Altitude: Thin Air, Big Strain

If you’ve visited altitude, you’ve noticed that it makes you uncomfortable. If you live up here, you might remember your first month in the sky (bloody noses, constantly itchy skin, headaches, constant dehydration, worse), and you’ve probably noticed that when you leave, even for a week, you’ve already lost that magical adaptation called acclimatization, and you have to work your way back into living the hard but sweet thin air life. We all know that altitude puts a strain on our body, and those of us who live here are always telling tourists not to underestimate it, but how big of a strain is it really? And why?

14,440, not the highest I’ve ever been but I’ve spent the most time here.

Altitude affects oxygen saturation, which is the amount of oxygen the hemoglobin in your red blood cells is carrying at any given time. At sea level, the atmospheric pressure and concentration of oxygen in the air is highest, which is optimal for oxygen saturation in humans. As altitude increases, atmospheric pressure decreases exponentially, while the fraction of oxygen remains the same, which leads to lower saturation. According to Princeton, it takes 1-3 days to begin acclimatizing, and months to adapt fully. The biggest change is the increase in hemoglobin specifically, and red blood cells in general, which is an adaptation that we lose quickly when we lose altitude. Other adaptations include: increased depth of breathing, increased pressure in pulmonary arteries (which increases blood flow in the lungs, and utilizes a higher portion of the lungs than you’d use at sea level), and increased production of enzymes that release oxygen from hemoglobin.

So the reason this is all top of my mind right now is that I’ve just returned to Ouray 7,792ft, after two weeks in southern Missouri, at approximately 1,004ft. You may remember that I’m now wearing a Whoop device 24 hours a day, and the data it’s given me around this trip is astonishing. Obviously, we know that altitude is a big physical stressor, but seeing it quantitatively, it’s bigger than I ever imagined.

I didn’t take a lot of photos on this Missouri trip, here’s a festive mailbox from one of our bike rides.
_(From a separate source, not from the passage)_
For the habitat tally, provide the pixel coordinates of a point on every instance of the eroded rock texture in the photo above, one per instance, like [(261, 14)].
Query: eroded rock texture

For simplicity, let’s start with the Whoop’s overall recovery metric. They use an algorithm that takes into account my average resting HR, heart rate variability, and respiratory rate while I slept, and then other stuff like the previous day’s HR variations and the amount of physical strain from previous days, that results in a percentage. I don’t strictly adhere to this number, but it paints a clear picture of my journey from 8k to 1k and back. Here’s three weeks worth of my recovery scores:

The first photo is a full week spent in Ouray (all fairly low, which is average). The second includes my drive to Missouri and a full week there, the third is a full week just in Missouri, then the last photo I started driving on Saturday and arrived home in Ouray on Sunday night. The four days of red, then, were all spent in Ouray. Once I left Ouray, I had subpar recoveries on Saturday, after a stressful day of snowy mountain driving, then there’s two particularly intense cycling days that resulted in low recovery that quickly bounced back, another one of those on 12/22, then you can see the decline starts again after the drive back to CO.

140 million people live above 8,000ft. People who were born and raised in the Andes and Himalayas show particularly impressive evolution, being born with larger lung volumes and excellent oxygen saturation even as high as 16,000ft. High altitude dwellers in Ethiopia are less evolved, and show the same type of adaptations as people from low elevations that moved to high elevations during their life, and of all the high altitude populations studied, only Himalayans can move between altitudes without losing any of their altitude adaptations. Which means a Sherpa could go to Missouri for a month and they would not lose any red blood cells or have a change in stroke volume or cardiac output or anything, then on their return to the Himalayas, they would not need to re-acclimate. While someone born in the Andes would go to Missouri and have a similar reaction to me, then on their return to the mountains, they would have an increased HR and lower HRV and begin the process re-acclimatization. Himalayas also have another leg-up on us, with a sustained increase in cerebral blood flow, low concentration of hemoglobin, and an obvious resilience to chronic mountain sickness (CMS).

In studies of permanent high altitude residents, those that are born into it and those that live high by choice share a decreased instance of all types of cardiovascular disease and obesity, but an unexplained increased rate of suicide, even with controls in place for known suicide risk factors.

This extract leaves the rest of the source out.